Sunday, November 4, 2007

The CEO's are falling

Last week it was the CEO of Merril Lynch, this week it is CitiGroup,
America's largest financial institutions are being rocked by the losses in housing.
On average home values have fallen 10% across the country, obviously this is much much worse in some places, while other real estate has not fallen as much as that.
In Florida, as in some other states, it is considered a crisis.
Millions will lose their homes, and many billions of dollars will be wiped from the value of real estate across the country.
This represents bad debt, a goldmine for the wealthy that they will mine for the nuggets at bargain basement prices, the rest of it, the hot potato, well they are all wondering who will be left with that. In the end though it will be the public, the taxpayer who foots the bill.

Some in congress are proposing schemes that would bail out the financial institutions (again sic) some are proposing plans to help the homeowner and mortgage lenders, depends who's lobbist is paying for lunch I guess. None of them are proposing to actually do something to save the millions of Americans who will lose their home. No lobby for the poor and lower middle class.

Because these mortgages are bundled into ever more sophisticated investment vehicles, with Wall street doing what it does, creating new and more complicated ways of moving paper around and generating wealth, while creating no value, no one knows exactly where the 'bad paper' is. CEO's have ordered a strict accounting, and ordered their minions to dig deep into these packages and determine exposure to risk, but the complexity of the paper is actually a hindrance to understanding it's true worth. Some large mortgage companies have already gone under or soon will, combined with the large banks that are trying to understand what their losses might be, creates enormous uncertainty. Investors don't like uncertainty, especially international investors who don't expect that they are taking such risks.

The worry is that overseas investment and particularly those investors buying American debt. will get skiddish and bolt. That's why the EU put billions of dollars into circulation last month, to gird EU markets for this tsunami of bad American debt, and why the Fed just put 40 billion plus into our economy, while lowering the interest rate on borrowing it, to ease institutional concerns over the availability of future credit.

The fact that these companies themselves don't know what their exposure to risk is, or at least they are not telling the public, combined with inflationary forces, associated mostly with the cost of food and energy is putting pressure on the dollar which is falling precipitously against other foreign currencies.
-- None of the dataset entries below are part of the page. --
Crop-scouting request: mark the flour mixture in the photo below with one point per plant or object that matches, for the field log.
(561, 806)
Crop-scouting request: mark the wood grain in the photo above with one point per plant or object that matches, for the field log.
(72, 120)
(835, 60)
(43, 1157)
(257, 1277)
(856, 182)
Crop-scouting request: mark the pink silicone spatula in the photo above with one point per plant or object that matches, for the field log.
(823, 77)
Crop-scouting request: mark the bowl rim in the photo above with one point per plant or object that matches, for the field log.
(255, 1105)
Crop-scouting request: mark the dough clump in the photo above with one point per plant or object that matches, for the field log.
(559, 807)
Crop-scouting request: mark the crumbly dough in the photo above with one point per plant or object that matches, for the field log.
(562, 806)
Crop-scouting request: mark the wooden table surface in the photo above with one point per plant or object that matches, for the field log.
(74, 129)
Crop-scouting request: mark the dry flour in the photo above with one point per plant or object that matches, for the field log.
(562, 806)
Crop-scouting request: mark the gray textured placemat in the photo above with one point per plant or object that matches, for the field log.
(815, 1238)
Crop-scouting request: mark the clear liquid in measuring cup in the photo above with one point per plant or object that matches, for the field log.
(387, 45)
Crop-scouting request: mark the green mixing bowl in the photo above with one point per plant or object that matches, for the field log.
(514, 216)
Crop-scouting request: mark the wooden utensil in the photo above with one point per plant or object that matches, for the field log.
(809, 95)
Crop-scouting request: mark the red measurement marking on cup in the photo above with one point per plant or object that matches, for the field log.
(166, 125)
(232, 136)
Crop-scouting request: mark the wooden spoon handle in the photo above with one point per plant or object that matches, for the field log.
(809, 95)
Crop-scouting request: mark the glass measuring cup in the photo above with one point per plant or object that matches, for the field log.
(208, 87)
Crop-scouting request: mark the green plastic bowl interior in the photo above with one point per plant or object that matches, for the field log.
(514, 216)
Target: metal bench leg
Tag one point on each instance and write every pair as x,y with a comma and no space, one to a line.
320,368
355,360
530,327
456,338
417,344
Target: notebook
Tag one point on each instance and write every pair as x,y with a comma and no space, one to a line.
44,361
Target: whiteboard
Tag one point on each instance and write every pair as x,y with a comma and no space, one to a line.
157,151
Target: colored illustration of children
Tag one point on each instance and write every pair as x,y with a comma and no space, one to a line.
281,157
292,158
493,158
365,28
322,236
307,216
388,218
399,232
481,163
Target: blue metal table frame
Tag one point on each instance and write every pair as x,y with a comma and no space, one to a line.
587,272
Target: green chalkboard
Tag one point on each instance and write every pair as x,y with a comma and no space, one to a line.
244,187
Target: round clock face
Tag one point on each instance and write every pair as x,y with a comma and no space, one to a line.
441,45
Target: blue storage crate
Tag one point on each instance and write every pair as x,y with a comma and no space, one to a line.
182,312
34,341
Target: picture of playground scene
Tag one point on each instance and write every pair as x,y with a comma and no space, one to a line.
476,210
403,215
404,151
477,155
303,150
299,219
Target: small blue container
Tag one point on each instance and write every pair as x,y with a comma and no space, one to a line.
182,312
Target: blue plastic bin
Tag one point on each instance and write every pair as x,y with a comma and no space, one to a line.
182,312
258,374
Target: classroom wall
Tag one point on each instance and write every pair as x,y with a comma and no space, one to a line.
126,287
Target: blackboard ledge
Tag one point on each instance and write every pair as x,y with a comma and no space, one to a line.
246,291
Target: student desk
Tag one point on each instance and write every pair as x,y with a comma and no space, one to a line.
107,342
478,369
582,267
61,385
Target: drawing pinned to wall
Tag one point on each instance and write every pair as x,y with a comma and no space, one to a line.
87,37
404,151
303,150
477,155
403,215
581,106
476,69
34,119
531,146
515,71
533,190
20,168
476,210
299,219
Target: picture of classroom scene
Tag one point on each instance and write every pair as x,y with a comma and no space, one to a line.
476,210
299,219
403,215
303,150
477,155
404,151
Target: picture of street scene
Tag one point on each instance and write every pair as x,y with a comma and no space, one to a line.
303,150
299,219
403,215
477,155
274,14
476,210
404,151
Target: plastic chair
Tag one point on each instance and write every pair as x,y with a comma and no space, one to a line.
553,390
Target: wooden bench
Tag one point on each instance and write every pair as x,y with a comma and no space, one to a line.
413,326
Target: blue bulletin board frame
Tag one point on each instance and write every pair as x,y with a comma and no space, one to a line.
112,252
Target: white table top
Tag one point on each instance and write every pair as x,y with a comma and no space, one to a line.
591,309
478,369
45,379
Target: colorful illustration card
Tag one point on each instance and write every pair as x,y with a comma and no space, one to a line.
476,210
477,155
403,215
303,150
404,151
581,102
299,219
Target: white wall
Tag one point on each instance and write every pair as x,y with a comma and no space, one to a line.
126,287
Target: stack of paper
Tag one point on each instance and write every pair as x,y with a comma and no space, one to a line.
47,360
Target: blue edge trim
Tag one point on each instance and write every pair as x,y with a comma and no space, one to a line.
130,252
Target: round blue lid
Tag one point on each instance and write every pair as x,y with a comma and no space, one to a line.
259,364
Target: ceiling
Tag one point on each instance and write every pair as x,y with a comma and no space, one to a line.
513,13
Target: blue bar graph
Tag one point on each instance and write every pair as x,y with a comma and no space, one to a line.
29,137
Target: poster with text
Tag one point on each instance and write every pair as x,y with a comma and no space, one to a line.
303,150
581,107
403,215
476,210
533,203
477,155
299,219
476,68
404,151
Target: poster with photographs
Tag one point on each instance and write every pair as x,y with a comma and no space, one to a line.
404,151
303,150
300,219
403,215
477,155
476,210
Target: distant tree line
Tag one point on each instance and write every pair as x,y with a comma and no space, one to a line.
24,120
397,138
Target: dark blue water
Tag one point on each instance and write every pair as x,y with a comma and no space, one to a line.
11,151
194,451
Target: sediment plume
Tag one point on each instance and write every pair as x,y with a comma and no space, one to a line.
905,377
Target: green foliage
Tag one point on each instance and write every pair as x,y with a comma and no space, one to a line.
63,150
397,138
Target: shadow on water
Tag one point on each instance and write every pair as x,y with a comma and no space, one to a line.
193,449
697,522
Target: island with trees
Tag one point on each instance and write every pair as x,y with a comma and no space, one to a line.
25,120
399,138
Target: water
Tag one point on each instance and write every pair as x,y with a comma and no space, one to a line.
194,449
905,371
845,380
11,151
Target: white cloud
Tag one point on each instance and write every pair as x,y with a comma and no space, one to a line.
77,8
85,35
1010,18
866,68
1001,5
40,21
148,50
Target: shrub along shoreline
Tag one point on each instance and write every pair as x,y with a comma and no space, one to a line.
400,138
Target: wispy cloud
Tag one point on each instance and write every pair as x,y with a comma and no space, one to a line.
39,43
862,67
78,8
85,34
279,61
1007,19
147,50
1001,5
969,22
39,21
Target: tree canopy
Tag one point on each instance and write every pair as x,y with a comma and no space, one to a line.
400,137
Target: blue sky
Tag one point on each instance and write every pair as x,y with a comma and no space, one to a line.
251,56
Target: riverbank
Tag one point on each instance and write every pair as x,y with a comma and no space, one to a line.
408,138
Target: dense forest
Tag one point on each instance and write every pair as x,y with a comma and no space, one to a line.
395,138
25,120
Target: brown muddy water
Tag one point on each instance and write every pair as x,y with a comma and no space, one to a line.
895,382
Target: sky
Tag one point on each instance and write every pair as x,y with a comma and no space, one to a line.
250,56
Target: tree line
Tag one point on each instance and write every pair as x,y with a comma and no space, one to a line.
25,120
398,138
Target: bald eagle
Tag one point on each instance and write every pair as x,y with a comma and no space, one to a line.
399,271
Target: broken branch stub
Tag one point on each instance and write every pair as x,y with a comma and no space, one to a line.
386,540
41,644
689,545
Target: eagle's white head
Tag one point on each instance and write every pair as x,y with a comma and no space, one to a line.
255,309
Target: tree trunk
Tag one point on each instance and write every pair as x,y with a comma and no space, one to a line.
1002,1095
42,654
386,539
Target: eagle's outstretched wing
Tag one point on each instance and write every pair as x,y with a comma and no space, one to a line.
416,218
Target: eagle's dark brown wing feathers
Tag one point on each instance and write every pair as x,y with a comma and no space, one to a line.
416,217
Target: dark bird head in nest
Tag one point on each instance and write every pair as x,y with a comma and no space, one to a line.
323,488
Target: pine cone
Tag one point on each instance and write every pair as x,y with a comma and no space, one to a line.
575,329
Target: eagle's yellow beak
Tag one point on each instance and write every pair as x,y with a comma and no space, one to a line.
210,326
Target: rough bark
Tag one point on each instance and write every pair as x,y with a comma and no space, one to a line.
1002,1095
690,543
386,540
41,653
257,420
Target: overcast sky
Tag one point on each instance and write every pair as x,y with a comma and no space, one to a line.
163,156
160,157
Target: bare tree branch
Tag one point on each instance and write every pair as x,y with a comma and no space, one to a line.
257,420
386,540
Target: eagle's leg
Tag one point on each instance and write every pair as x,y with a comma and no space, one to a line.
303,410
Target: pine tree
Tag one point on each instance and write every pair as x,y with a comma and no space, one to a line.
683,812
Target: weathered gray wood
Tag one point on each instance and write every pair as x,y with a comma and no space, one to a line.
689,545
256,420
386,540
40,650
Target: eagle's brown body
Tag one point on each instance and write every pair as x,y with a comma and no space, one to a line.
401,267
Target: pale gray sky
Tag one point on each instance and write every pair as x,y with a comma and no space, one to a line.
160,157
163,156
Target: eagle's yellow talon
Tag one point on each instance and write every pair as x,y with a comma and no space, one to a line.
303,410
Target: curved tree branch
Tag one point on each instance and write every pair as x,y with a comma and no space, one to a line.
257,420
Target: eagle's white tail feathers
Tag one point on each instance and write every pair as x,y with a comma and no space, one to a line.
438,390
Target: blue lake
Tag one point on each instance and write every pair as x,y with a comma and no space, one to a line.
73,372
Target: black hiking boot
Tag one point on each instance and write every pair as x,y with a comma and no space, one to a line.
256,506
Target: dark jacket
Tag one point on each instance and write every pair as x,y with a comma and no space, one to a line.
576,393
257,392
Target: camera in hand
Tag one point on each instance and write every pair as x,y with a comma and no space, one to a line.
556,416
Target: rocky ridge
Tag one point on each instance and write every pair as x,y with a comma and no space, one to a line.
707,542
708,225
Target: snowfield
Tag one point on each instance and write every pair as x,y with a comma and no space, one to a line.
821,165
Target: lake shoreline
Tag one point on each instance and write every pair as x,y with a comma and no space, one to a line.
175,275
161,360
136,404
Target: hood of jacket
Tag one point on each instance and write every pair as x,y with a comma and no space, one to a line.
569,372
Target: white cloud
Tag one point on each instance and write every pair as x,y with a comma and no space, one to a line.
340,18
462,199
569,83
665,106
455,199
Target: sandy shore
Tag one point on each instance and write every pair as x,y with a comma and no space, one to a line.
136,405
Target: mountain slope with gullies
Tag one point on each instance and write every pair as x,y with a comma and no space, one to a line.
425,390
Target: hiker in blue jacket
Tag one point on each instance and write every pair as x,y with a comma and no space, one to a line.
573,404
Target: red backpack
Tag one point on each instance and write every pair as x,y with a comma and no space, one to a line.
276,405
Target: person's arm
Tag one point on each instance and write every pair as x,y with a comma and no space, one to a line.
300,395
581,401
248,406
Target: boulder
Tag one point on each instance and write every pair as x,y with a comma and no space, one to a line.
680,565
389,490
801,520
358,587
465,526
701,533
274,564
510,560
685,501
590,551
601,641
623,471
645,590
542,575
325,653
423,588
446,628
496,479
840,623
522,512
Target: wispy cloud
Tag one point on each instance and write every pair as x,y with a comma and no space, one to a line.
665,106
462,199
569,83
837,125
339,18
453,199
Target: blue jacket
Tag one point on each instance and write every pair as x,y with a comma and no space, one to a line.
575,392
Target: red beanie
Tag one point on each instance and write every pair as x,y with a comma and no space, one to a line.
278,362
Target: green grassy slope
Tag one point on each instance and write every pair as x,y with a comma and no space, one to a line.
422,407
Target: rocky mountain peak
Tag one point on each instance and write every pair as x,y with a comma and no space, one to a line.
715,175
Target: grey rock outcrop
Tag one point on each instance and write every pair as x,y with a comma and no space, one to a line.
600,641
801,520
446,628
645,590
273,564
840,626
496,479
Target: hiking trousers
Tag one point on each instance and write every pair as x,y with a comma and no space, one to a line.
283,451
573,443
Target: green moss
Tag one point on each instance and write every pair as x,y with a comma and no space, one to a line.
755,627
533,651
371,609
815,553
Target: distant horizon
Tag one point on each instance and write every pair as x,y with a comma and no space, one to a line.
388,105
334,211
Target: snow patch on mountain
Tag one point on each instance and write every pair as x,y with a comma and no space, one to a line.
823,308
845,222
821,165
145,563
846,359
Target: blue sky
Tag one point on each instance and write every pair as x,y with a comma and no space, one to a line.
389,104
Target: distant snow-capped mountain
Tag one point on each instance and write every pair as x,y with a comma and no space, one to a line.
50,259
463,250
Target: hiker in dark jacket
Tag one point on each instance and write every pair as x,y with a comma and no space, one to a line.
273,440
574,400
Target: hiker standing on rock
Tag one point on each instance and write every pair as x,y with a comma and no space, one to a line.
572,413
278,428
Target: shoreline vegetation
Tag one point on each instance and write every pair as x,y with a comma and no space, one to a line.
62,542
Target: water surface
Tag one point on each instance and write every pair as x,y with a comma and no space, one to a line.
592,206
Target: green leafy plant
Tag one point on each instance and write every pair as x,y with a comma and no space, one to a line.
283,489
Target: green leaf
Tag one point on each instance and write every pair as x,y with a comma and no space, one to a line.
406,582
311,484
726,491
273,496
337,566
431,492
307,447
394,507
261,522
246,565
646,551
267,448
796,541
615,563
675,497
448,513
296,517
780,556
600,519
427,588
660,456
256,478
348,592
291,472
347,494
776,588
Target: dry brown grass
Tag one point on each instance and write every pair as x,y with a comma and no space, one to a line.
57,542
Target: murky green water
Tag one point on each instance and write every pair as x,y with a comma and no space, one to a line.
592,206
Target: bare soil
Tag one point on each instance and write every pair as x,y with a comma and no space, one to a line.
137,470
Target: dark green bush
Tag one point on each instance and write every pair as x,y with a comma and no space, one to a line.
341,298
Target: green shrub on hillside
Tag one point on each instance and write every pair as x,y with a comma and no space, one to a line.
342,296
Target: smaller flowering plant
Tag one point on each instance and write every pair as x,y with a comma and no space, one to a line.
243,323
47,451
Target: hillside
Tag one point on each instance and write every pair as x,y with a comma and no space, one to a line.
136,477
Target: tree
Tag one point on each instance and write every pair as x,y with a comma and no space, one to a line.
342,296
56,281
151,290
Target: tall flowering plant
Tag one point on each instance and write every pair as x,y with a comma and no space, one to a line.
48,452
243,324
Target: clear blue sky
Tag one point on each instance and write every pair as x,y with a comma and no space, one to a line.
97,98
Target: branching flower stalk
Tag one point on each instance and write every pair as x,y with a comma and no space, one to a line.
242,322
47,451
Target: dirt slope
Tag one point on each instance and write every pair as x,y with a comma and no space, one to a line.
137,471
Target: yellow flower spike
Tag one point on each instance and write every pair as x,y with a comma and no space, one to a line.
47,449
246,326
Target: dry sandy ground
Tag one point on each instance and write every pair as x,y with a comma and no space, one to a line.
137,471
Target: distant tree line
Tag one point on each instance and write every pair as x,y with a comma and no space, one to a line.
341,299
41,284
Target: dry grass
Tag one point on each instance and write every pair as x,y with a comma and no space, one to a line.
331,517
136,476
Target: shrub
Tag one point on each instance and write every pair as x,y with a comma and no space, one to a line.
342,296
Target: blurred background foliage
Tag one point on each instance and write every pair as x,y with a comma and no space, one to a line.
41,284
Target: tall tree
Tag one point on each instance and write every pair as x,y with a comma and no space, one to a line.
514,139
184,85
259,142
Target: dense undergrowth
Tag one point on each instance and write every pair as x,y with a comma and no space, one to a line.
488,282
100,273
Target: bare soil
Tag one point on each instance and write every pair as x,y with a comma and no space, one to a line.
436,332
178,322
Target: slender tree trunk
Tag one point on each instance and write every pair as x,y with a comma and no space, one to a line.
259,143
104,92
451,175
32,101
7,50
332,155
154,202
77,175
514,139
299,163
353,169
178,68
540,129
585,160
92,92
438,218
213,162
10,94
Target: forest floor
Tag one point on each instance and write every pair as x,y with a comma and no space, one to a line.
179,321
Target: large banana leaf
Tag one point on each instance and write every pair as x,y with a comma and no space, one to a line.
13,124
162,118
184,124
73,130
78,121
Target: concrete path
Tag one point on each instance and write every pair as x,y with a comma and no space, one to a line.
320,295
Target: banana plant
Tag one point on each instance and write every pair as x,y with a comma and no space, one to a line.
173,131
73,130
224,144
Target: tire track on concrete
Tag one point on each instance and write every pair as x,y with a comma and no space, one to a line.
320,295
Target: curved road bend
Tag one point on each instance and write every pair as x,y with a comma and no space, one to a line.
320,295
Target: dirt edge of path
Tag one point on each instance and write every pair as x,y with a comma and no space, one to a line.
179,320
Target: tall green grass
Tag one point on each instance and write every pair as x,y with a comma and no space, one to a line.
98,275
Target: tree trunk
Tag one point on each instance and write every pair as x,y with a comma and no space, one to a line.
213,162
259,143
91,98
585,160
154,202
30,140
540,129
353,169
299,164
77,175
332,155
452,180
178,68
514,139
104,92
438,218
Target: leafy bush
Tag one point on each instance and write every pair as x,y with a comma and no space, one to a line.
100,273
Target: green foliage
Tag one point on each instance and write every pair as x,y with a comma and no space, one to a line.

In short, a massacre is already underway, and who will gorge on the bones of the dead, why the wealthy of course. They will swoop in like vultures and gobble up all the juicy bits, leaving the barest scraps of inedible carcass for the maggots and bugs.

It will be the largest transfer of wealth in our nations history. A true gilded age trifecta.

America's power stems largely from the fact that we are the worlds cash cow. Americans spend more for everything, not to get more mid you it just costs more here. From food and energy to toothpicks, even US companies that manufacture things here, sell their products at higher prices in the US markets than they do abroad. You would be shocked to learn that many of the things you buy here are for sale much cheaper, in other countries. Cheaper in US dollars, we're talkin apples for apples here. The exact same products! Why? Because Americans will pay more, from cosmetics to drugs, from services to food they will pay more, and they do.

If we cripple this cash cow, well ce la vie, the money doesn't care, it will go where it is best served. That is more and more to the EU and other emerging markets where the pickens are better and the returns, well just a safe and guaranteed.